4 Disciplines of Execution (4DX)

  • Discipline 1: Focus on the Wildly Important Goal (WIG)
  • Discipline 2: Act on Lead Measures
  • Discipline 3: Keep a Compelling Scoreboard
  • Discipline 4: Create a Cadence of Accountability

EOS Rocks

  • 90-day priorities (3-7 per person)
  • Binary: done or not done
  • Reviewed weekly in L10 meetings

Goal Map

  • A single-page strategic alignment tool used across all functions
  • Functional View: Purpose, BIG Goals, Measurable Goals, Key Questions, Critical Success Factors, Assumptions, Risks, Mitigations, Open Questions — one column per function
  • Metrics Map: Detailed KPI registry per function with targets, data sources, measurement frequency, and next steps
  • Combines strategic (qualitative) and operational (quantitative) planning
  • Works alongside any of the above frameworks as the strategic umbrella

Integration with Other Skills

This skill works alongside:

Skill How They Connect
Sales Operations Setup Goals & KPIs defines the what to measure; Sales Ops defines how to run the sales engine
CRM / LeadGenius KPIs pull data from CRM; goals drive CRM configuration
Forecasting Revenue goals feed forecast models; forecast accuracy is a KPI

Getting Started

When you invoke this skill, be prepared to share:

  1. Company context — stage, size, industry, business model
  2. Current goals — what you have today (or don’t)
  3. Pain points — what’s not working (alignment, tracking, execution)
  4. Desired outcome — OKR template?
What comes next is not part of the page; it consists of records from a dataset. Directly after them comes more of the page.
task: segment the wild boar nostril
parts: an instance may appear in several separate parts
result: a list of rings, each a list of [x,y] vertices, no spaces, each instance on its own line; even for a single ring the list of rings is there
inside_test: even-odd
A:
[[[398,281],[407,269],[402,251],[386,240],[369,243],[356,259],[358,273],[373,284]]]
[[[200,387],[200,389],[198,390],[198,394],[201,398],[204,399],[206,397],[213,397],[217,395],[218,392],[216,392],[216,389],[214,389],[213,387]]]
KPI dashboard? Workshop plan?
  5. Time horizon — this quarter? this year? multi-year?

Example Commands

  • “Set Q2 OKRs for my 30-person B2B SaaS startup”
  • “Design a KPI dashboard for our marketing team”
  • “Help me cascade our $10M ARR goal into team objectives”
  • “Create a weekly goal check-in agenda for managers”
  • “Build a balanced scorecard for our company”
  • “What KPIs should our customer success team track?”
  • “Run a goal-setting workshop for our leadership offsite”
  • “Score our Q1 OKRs and recommend improvements”
  • “Define leading indicators for our revenue goal”
  • “Help me diagnose why our goals keep failing”

How to Use This Skill

Invoke the skill with your specific goal-setting or KPI need, and Claude will guide you through the process — from framework selection to goal drafting, cascade design, dashboard creation, and review cadences.

This skill ensures your organisation doesn’t just set goals but achieves them through disciplined measurement, regular review, and data-driven course correction.